Christian Martin and Catz and Dogz are on the main stage and are without a doubt the stand out Sunday sets, delivering those spine-tingling festival moments in light drizzle that you’ll proclaim to be “the best drop I’ve ever heard” for the year to follow. Catz and Dogz especially seemed to be telepathically tuned to the crowd, giving us exactly what we wanted and looking positively thrilled to be doing so. Bodies moved. Minds were lost. Everyone got really muddy.

Parker wrapped it up on the Paradiso stage with a killer set, and the impromptu camping ground stage that had been erected by enthusiastic punters who brought their own decks kept going until Monday afternoon, testament to the hedonistic stamina of everyone there.

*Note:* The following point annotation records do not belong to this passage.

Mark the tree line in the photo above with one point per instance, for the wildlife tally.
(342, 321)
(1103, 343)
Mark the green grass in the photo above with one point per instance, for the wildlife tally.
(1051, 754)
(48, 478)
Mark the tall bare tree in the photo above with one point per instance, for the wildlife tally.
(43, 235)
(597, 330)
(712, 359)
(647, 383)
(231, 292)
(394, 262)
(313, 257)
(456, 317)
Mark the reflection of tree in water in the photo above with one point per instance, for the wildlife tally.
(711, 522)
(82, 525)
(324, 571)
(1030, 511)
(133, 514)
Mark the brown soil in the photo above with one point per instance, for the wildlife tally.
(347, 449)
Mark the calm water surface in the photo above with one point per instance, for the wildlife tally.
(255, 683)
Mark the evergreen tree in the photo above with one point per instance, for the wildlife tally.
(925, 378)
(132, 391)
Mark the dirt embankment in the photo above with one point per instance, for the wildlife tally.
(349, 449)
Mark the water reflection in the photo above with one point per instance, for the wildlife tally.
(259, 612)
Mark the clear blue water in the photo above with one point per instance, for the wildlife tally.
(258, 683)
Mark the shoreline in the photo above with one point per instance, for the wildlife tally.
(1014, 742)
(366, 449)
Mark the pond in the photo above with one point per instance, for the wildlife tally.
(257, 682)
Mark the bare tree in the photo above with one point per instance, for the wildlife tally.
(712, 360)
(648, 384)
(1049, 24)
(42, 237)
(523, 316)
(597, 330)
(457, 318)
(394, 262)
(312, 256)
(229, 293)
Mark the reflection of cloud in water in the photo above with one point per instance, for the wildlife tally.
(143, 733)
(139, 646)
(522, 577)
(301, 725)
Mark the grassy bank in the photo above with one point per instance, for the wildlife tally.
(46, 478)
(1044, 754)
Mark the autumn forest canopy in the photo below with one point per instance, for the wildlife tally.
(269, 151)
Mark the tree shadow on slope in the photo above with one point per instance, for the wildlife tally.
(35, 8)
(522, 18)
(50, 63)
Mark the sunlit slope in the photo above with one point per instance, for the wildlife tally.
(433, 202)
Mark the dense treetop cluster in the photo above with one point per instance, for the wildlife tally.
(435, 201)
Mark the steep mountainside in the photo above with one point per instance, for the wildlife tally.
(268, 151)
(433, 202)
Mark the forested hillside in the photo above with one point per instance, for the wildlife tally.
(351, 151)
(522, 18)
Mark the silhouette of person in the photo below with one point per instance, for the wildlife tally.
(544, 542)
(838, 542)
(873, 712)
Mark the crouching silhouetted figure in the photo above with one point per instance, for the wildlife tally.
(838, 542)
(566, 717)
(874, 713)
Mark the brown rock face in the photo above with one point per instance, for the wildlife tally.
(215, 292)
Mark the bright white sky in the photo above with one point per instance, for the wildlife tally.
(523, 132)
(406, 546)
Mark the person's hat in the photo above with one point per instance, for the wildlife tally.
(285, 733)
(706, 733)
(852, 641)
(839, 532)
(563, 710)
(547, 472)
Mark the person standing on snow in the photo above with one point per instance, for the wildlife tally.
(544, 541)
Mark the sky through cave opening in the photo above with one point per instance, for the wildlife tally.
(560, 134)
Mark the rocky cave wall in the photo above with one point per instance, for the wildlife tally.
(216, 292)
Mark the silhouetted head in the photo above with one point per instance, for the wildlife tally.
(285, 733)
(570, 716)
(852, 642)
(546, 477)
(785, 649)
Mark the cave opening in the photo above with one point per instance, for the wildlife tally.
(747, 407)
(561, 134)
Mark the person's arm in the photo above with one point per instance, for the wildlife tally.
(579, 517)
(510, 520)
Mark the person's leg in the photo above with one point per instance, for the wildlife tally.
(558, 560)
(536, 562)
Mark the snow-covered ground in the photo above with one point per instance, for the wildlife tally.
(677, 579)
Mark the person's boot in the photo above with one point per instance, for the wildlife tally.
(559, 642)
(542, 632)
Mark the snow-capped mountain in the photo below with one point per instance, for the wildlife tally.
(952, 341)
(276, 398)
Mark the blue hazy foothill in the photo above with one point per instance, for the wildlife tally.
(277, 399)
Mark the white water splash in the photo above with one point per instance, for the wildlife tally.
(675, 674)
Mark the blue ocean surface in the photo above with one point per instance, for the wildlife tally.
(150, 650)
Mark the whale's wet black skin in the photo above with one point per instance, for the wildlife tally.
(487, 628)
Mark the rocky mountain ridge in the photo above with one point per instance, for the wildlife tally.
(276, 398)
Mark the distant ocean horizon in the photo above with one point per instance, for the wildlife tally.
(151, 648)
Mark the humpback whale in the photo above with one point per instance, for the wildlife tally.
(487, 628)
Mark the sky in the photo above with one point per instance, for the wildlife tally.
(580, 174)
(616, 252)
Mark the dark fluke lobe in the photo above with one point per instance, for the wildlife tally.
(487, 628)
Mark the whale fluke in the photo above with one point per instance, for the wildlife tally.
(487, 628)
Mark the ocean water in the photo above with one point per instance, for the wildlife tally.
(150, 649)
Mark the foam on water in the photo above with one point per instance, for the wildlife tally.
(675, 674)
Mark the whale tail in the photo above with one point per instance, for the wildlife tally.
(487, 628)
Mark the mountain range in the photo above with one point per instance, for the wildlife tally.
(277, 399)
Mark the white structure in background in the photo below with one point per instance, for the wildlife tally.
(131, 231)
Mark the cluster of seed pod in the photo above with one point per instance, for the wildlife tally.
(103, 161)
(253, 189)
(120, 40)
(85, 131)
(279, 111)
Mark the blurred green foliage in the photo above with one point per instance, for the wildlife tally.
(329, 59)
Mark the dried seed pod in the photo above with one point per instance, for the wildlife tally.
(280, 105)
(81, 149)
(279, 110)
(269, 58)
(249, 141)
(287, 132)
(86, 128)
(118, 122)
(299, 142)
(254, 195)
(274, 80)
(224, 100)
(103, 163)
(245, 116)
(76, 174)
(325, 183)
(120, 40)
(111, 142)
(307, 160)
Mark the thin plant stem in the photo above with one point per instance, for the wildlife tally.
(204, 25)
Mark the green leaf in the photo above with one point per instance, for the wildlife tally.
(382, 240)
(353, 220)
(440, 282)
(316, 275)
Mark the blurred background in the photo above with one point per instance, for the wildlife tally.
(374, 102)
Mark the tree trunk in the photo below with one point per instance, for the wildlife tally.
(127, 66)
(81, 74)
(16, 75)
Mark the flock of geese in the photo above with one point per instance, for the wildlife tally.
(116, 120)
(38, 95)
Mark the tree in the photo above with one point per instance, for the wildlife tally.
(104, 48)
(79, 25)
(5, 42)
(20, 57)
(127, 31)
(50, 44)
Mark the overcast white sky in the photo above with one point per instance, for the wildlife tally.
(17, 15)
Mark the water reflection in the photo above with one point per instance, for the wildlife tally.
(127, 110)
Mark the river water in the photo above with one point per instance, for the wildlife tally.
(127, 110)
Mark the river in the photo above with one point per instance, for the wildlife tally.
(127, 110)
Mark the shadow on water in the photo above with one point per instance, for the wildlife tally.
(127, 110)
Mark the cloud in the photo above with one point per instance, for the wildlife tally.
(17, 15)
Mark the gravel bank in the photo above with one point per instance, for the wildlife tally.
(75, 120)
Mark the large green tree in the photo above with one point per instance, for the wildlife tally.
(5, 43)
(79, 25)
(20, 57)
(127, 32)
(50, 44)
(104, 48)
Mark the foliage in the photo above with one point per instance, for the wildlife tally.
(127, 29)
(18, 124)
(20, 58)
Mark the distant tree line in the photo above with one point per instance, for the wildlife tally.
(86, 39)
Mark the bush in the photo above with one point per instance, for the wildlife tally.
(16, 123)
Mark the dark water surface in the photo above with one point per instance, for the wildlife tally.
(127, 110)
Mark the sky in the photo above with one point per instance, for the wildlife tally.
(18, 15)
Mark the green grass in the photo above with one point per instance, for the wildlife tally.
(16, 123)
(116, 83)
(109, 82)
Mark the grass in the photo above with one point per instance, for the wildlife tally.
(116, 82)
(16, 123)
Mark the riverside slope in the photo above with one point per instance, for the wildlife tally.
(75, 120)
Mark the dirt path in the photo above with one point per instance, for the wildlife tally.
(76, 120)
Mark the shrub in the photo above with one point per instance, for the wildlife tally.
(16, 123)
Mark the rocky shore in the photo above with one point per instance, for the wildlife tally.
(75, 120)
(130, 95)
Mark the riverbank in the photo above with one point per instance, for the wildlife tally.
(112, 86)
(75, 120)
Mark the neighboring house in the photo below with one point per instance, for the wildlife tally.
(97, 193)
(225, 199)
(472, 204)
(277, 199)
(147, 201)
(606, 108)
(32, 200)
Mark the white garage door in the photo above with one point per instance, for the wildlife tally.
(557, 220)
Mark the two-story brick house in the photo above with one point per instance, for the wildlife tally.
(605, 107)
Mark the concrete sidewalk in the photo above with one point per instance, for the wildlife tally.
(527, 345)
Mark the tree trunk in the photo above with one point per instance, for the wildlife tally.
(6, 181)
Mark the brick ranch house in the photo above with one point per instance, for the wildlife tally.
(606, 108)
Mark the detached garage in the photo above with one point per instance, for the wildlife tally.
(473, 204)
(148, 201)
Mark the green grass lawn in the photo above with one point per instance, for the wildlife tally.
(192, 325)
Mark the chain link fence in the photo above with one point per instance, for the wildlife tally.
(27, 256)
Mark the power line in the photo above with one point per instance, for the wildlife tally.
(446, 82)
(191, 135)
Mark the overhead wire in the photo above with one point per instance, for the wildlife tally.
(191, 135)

After attending my second Subsonic it isn’t hard to understand the hype. It’s not often I look forward to something for an entire year and my expectations are still exceeded, and Subsonic 2012 did just that. Essentially a festival of freedom, expression and outer-body-benders, as well as one of electronic music, the Subsonic crew just get it. They get it.

The icing on the probable hash cake? Not only does Subsonic Music attract this kind of die-hard loyalty, they reward it. This year anyone that had bought tickets to previous years or before the line up drop automatically scored a membership. And as the membership key rings read; “Caution: May Open Your Mind.”